Dailey Lewis said the changes can’t come soon enough.
“It’s 2009, this hasn’t been reviewed in 35 years. Changes need to be made, it’s an insult to the public,” she said.
Sen. David Sokola, D-Newark, who chairs the Joint Sunset Committee, said he’s been convinced by the deluge of critical commentary and constructive suggestions offered by people like Reed, Glenn and Dailey Lewis.
“There were so many issues, and people felt like this is not functioning in a way that an entity like this should be functioning in the 21st century,” he said. “The purpose of every board, every commission in the state is to serve some aspect of public health, safety or welfare, and this is something that really needs to be responsive to the public need.
“The victims of crimes should not be re-victimized by a process that’s put together for the purpose of compensating them for their loss.”
Sokola presented his committee’s recommendations in the form of a bill earlier in June, but it was delegated to a committee that is not likely to act on it before the session ends June 30.
The bill’s assignment to the Senate Executive Committee, which is controlled by the chamber’s eldest and most established senators, was seen by some as a political move to protect the board members and their benefits.
However, fellow sunset committee member Rep. John A. Kowalko Jr., D-Newark South, has introduced a duplicate bill in his chamber and plans to have it heard this week in the House Sunset Committee, which he chairs.
Though the bill is more likely to be released from Kowalko’s committee, it may never make it to the floor if the House is busy debating bills related to the state budget. Even if it did clear the House, the bill would probably be assigned to the same Senate Executive Committee as Sokola’s version.
The sweeping changes outlined in the bills likely will have to wait until the legislature reconvenes in January 2010.
Still, Sokola said he is optimistic that Brown and the board will be able to begin working to make the agency more efficient and lay the groundwork for rolling it into the Department of Justice.
“I remain cautiously optimistic. I don’t know that we’re going to get the whole pie, but I think we’re going to get a piece of it,” he said.
Email Doug Denison at doug.denison@doverpost.com
Proposed changes to the Delaware Violent Crimes
Compensation Board
Recommendations made by the General
Assembly’s Joint Sunset Committee include:
• Change the name of the board to the Victims’ Compensation Assistance Program.
• Transfer the duties, responsibilities and employees of the board to the Department of Justice.

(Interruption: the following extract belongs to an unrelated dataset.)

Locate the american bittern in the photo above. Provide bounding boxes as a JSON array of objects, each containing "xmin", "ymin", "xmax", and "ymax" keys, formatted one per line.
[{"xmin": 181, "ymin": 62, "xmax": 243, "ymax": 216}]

• Streamline the decision making process for claims by allowing the executive director and staff to award compensation.
• Allow staff to reconsider new information for a claim without the need for the victim to appear before the board.
• Make the board an appeals body only. Current board members would serve out their existing terms and continue to be paid as much as $12,000 per year. Compensation for new or reappointed members would be $100 per meeting.
• Reduce the size of the board from five to four, to include members from all three counties and the City of Wilmington.
Source: Senate Bill 253, sponsored by Sen. David Sokola,
D-Newark, and Rep. John A. Kowalko Jr., D-Newark South.